According to research firm IDC, however, the operating system might not prove a blockbuster across both tablets and traditional PCs. "Windows 8 will launch with split success," IDC analyst Al Gillen wrote in a Dec. 2 tweet, referencing a company report predicting the state of worldwide system infrastructure software in 2012.
That report apparently referred to Windows 8 as "largely irrelevant to the users of traditional PCs," and IDC expects "effectively no upgrade activity from Windows 7 to Windows 8 in that form factor," according to portions quoted by ZDNet. (IDC has not yet returned eWEEK's request for comment.)

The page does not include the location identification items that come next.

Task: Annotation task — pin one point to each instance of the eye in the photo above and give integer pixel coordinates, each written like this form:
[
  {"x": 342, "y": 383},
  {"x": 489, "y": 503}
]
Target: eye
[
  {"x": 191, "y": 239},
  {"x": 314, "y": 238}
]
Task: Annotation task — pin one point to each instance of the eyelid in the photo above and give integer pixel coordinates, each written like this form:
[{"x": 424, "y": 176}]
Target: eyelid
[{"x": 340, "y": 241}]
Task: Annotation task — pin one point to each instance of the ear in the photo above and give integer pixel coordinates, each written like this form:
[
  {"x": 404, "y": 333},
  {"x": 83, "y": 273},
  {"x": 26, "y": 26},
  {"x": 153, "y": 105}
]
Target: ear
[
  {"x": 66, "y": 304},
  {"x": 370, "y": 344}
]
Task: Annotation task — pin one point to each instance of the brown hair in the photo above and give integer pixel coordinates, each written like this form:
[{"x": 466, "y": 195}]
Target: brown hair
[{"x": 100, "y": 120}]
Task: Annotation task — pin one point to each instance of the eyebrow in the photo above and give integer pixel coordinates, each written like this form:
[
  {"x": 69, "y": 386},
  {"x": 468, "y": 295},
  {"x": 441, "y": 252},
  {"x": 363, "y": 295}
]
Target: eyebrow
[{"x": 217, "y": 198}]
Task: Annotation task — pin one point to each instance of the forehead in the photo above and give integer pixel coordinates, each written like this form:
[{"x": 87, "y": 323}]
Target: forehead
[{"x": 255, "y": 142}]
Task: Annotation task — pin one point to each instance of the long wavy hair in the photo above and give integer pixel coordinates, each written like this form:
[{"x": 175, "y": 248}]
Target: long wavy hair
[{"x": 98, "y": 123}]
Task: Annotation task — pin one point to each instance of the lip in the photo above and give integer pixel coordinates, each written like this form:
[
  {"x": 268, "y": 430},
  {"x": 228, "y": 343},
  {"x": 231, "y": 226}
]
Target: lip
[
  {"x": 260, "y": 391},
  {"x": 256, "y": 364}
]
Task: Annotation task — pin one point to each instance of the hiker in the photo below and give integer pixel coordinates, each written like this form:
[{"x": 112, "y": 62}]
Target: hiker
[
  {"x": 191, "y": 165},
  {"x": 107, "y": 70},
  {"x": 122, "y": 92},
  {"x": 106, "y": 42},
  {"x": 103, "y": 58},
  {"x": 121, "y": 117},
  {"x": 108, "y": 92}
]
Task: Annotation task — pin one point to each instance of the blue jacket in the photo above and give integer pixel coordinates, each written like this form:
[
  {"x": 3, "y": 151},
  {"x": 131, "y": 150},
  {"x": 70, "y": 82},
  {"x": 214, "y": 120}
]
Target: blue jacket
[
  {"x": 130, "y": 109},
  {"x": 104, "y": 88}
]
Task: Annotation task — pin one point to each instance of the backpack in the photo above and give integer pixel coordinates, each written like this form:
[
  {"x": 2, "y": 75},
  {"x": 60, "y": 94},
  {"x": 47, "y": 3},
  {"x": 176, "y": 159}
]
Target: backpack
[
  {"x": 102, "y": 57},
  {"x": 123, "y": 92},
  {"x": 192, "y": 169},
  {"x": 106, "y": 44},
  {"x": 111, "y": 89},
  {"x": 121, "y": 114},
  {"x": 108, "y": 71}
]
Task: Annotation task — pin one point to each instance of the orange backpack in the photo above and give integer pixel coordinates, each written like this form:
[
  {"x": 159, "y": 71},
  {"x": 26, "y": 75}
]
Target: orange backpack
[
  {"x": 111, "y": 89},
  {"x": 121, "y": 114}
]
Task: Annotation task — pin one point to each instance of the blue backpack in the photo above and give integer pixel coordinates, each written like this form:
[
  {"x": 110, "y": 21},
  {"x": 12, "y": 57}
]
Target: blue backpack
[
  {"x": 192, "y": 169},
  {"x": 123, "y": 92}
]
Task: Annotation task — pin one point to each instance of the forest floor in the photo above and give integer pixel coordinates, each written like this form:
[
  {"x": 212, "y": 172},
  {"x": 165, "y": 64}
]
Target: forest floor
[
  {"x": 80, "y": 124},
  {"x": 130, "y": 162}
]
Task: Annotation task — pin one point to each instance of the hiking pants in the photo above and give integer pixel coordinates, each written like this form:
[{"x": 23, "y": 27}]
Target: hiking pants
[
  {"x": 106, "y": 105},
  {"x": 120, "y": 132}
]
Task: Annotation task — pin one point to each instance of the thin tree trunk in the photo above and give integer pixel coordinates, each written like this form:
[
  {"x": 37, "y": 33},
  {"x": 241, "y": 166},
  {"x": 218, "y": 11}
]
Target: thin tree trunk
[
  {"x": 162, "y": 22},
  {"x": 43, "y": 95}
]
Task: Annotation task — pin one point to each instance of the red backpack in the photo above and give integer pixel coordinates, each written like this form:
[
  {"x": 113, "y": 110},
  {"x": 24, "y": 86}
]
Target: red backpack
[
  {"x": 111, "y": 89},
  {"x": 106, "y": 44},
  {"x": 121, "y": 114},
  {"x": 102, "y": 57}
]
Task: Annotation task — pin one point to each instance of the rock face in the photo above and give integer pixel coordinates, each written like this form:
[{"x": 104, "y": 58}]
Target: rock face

Microsoft is making a hard push for Windows 8 as a "no compromises" tablet operating system. Its user interface is bifurcated into two separate environments: one filled with colorful tiles linked to applications, supposedly ideal for tablets, and a more traditional desktop that should appeal to power PC users.
In addition, Microsoft is also equipping Windows 8 with features instantly familiar to anyone who's used a tablet, most notably an application store with everything from games to productivity software. By baking an application storefront into Windows 8, and giving developers a significant slice of the revenue pie for successful products, Microsoft is firing a significant shot across the bow of Apple and its App Store franchise.
Some analysts have also expressed concerns over Microsoft issuing Windows 8 tablets by late 2012 at the earliest.
"For tablets ... Windows really isn't a fast follower," Forrester analyst JP Gownder wrote in a Nov. 29 corporate blog posting. "Rather, it's (at best) a fifth-mover after iPad, Android tablets like the Samsung Galaxy Tab, HP's now-defunct webOS tablet, and the BlackBerry PlayBook tablets."
Windows 8 tablets, he added, also face pressure from Amazon's Kindle Fire and Barnes & Noble's Nook Tablet, which "are reshaping consumer expectations in the market, driving down price points (and concomitant price expectations), and redefining what a tablet is."
In theory, that could squeeze Windows 8 between second- and third-generation tablet rivals, all of which will be under pressure to cut prices to margin-killing levels. That would necessarily make Windows 8's quest for a big chunk of the tablet market a little more difficult, but if Microsoft wants Windows 8 to replicate Windows 7's phenomenal sales record, while also making its mark on the tablet industry, it has little choice but to push ahead.